Catastrophe pour la région: les bombardements au Liban, en Iran, en Syrie déstabilisent un peu plus cette poudrière et n’offrent sûrement pas un avenir démocratique à leurs habitants. Là aussi nous voyons les soutiens d'Israël faire “comme si”: comme si les précédents irakiens ou libyens n’avaient pas existés, comme si dans le premier cas ce n’était pas Daesh qui avait tiré les marrons du feu et ,dans le second cas, des factions militaires qui plongeaient le pays dans une guerre sans fin. La folie qui frappe les gouvernants israéliens sous la forme d’un hubris sans limite les rend sourds et aveugles à cette évidence: de même qu’en massacrant les palestiniens ils fabriquent les “terroristes” de demain ,de même en rendant fous les peuples de la région ils fabriquent les guerres de demain.

Mais aussi catastrophe pour les israéliens qui, outre cet enfermement dans une citadelle assiégée et honnie, dérivent vers une exclusion interne (les bons juifs contre les traîtres, les  israéliens juifs contre les israéliens arabes), le culte d’une juste violence qui provoque la prolifération des armes et toujours la culpabilité et le déni : comme aux Etats-Unis, les ferments d’une guerre civile ou a minima d’actes violents auto agressifs ( au sens d’un peuple contre lui même, cf. le précédent cambodgien) sont réunis. Loin d’être l’asile promis, Israël se révèle un piège terrible. 

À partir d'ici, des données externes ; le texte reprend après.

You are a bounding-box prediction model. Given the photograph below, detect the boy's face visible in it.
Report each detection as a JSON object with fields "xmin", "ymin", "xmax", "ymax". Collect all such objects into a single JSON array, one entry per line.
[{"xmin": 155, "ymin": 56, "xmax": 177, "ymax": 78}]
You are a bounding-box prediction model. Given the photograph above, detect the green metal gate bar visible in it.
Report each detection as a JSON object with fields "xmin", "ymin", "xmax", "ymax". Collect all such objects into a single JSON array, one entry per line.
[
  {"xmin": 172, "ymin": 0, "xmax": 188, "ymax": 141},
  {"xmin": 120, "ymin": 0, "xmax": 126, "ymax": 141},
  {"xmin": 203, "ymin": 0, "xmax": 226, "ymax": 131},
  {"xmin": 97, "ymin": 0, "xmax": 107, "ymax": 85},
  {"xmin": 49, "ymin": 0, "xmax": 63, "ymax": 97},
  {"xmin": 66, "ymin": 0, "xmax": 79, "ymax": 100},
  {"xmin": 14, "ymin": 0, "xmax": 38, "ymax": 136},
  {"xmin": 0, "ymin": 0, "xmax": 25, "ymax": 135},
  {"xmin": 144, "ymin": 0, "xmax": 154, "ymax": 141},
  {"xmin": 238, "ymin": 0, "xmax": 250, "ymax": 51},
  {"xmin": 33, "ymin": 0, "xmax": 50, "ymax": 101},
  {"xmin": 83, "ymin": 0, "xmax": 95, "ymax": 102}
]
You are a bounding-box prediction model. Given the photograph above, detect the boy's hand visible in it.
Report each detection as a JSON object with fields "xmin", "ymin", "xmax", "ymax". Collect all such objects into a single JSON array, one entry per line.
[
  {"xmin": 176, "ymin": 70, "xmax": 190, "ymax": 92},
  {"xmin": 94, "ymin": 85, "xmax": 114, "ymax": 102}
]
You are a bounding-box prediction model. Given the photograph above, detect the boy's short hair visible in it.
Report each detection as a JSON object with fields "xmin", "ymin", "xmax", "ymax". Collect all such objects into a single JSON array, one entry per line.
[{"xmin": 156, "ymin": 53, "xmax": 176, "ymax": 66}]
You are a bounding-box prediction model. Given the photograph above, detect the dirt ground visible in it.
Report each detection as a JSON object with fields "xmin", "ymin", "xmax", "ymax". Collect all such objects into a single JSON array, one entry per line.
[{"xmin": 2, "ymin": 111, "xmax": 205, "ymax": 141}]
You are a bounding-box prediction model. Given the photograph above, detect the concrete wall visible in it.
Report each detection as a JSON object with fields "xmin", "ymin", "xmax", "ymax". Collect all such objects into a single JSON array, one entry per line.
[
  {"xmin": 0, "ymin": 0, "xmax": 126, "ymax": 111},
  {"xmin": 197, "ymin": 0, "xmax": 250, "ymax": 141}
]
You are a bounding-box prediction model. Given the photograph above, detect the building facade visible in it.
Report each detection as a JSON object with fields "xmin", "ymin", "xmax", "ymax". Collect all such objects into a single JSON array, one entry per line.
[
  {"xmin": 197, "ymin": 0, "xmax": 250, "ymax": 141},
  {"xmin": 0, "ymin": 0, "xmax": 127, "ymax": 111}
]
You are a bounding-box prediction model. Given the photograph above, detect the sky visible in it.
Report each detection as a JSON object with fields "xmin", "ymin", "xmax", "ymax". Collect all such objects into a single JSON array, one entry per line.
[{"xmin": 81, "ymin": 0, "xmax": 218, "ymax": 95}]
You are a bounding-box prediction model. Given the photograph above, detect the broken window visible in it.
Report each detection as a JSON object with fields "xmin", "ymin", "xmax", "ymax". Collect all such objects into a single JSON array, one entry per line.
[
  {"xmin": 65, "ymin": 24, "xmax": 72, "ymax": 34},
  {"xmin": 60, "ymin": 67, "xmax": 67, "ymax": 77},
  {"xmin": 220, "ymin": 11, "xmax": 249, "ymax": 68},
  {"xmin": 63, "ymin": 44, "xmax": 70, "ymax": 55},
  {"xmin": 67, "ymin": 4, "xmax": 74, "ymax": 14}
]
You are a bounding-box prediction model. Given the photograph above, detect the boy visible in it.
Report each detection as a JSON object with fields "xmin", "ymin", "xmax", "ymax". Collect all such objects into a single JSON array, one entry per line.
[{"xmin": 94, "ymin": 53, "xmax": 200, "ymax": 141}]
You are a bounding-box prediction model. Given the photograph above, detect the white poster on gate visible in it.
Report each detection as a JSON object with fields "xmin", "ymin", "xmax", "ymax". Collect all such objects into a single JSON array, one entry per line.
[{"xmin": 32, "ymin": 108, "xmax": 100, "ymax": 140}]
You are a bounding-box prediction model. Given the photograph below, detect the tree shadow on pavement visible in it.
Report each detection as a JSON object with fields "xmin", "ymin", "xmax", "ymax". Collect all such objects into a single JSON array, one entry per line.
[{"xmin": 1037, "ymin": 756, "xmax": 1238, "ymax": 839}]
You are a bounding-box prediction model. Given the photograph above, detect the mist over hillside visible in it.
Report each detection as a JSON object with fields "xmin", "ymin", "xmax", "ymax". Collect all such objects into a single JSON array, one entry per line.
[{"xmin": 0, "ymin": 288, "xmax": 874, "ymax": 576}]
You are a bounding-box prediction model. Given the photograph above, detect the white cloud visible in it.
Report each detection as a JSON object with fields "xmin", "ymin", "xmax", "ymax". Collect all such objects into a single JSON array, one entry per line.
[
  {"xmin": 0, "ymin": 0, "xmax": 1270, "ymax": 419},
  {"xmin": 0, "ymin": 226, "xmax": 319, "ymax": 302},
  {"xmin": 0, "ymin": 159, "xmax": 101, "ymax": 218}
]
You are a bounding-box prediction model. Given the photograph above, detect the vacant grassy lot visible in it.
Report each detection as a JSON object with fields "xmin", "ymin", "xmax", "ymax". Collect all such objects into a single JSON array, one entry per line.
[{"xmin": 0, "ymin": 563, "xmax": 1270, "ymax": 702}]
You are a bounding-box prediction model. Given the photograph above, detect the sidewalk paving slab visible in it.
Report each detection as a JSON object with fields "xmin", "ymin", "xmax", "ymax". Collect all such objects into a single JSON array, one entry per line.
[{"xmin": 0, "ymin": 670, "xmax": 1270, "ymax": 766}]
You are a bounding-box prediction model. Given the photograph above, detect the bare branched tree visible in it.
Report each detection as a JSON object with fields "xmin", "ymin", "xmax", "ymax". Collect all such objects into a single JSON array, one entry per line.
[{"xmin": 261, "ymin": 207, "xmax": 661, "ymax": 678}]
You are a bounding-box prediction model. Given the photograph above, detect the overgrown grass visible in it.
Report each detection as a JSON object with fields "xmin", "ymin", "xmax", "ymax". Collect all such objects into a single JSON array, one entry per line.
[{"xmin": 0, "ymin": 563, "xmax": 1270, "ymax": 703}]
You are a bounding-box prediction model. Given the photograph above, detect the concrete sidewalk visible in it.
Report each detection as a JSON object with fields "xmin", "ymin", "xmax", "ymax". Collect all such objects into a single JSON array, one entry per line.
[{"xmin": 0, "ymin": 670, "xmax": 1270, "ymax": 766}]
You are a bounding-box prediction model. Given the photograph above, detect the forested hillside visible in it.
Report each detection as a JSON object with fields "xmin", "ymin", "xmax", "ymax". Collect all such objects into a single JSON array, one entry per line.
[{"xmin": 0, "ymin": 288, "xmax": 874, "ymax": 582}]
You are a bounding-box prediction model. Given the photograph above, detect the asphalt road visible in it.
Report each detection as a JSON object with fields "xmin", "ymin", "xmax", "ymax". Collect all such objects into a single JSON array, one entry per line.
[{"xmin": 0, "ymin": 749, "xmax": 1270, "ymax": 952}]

Et tout autant pour les juifs du monde entier: ceux  qui épousent sans aucun sens critique les éléments de langage du gouvernement israélien se retrouvent à se compromettre avec les antisémites historiques et à rejeter les juifs critiques de ces folies! Comme d’ailleurs, ils reprennent, avec nombre de commentateurs politiques ou des médias,

les assimilations basées sur un néolangage orwellien:  juifs= sionistes, antisionistes ou critiques de la politique israélienne ou défenseur du droit international=antisémites, attaque préventive= droit de se défendre, hôpital ou école= centre de commandement du Hamas etc. Ils se retrouvent piégés dans et par ce langage stigmatisant et viennent ainsi conforter l’imaginaire débile d’un antisémitisme toujours latent.

Et enfin, last but Don't least, le totem d’immunité, le deux poids deux mesures , le silence complice quand ce n’est pas une aide très active dont bénéficie Israël, finissent d’achever un droit international mal en point et par menacer la paix mondiale. Comment être crédibles pour combattre l'expansionnisme russe en Ukraine et mobiliser l'ensemble de la communauté mondiale en fermant les yeux sur celui d'Israël ? La folie gouverne le monde et la pulsion de mort a lâché ses chevaux.